A research team at the Weizmann Institute of Science is behind the development of WeizQC, one of only 30 computers of this kind in the world.
What differentiates quantum computers from regular ones is that they're not subject to the laws of physics, rather to the rules of quantum physics, or "qubits".
This essentially means that a quantum computer can calculate certain computational problems much faster and more efficiently than classical computers.
"Quantum computing is a promising technological-scientific breakthrough that up until a few years ago, was exclusive to universal research labs." said Prof. Roee Ozeri, one of the pioneers of quantum computing expertise in Israel.
"The rapid race of development of quantum computing began eight years ago, and today has huge corporate competitors such as Google, Amazon, and IBM, alongside world powers such as China, the U.S., and EU."
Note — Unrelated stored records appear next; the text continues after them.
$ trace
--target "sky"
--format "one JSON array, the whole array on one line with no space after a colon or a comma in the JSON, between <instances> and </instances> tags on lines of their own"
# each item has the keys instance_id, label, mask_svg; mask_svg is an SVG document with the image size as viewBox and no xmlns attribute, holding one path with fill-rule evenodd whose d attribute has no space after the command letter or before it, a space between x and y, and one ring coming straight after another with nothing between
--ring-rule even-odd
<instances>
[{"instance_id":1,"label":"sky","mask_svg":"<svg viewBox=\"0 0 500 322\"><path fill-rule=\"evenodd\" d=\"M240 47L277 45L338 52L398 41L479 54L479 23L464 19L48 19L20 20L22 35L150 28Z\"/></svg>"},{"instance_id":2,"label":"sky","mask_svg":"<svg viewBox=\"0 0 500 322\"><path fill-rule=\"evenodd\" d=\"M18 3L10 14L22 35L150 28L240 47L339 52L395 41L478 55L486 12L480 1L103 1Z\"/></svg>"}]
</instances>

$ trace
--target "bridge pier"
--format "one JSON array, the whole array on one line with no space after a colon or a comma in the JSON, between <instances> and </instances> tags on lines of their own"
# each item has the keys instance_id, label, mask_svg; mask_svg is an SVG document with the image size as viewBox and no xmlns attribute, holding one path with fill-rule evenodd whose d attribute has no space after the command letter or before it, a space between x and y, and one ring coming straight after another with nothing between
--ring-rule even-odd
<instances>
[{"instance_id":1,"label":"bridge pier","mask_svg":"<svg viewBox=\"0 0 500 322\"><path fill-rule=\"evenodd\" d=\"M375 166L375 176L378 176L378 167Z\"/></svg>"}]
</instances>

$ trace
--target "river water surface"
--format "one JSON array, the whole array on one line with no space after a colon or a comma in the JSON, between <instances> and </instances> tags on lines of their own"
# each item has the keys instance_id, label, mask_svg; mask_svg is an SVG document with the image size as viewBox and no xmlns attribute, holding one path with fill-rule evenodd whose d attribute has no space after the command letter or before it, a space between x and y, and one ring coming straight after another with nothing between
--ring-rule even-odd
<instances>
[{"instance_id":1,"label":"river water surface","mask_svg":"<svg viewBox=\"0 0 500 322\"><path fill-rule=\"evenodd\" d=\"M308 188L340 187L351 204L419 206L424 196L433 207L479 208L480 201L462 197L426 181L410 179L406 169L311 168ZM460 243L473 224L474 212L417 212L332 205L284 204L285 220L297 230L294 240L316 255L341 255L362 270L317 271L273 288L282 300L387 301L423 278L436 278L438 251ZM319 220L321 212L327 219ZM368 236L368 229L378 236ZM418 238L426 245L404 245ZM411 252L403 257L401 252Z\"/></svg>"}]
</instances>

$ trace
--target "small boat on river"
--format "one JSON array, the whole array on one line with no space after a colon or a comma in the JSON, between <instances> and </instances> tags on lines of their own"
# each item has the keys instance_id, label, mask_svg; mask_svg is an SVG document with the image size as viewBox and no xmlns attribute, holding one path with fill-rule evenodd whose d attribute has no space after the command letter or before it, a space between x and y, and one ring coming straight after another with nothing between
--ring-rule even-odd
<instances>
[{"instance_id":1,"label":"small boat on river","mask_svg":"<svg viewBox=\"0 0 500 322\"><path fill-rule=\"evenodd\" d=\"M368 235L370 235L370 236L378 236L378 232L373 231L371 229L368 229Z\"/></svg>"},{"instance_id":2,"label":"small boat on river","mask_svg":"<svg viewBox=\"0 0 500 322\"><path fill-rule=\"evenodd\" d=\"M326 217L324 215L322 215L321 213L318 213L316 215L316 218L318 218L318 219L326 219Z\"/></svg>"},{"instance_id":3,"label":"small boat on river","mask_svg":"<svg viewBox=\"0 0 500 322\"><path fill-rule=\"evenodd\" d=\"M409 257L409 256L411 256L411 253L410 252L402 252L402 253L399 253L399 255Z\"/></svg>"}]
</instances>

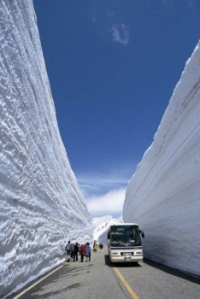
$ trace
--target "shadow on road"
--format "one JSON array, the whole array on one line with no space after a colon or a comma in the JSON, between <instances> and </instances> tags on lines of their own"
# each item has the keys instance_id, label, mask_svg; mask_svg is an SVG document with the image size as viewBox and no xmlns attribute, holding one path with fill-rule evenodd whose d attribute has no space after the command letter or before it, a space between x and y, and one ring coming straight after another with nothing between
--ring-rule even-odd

The name WeizQC is meant to be a tribute to the first ever computer in Israel - WEIZAC, developed 67 years ago. WeizQC is one of ten quantum computers that uses "pigeon trap" technology.
WeizQC takes error correction technology one step forward by leaving behind commonly used light sensors, and replacing them with camera-based scanning systems.
The quantum computer developed in Prof. Ozeri's lab includes an impressive five qubits, placing it in the same playing field as IBM's computers.
The Israeli team at the Weizmann Institute includes Dr. Tom Manovitz, Yotam Shapira, Lior Gazit, Dr. Nitzan Akerman, as well as researchers and students belonging to the Prof. Ozeri's lab in the department of physics of complex systems.
The theoretical initiative of the project was headed by Prof. Ady Stern from the department of condensed matter physics.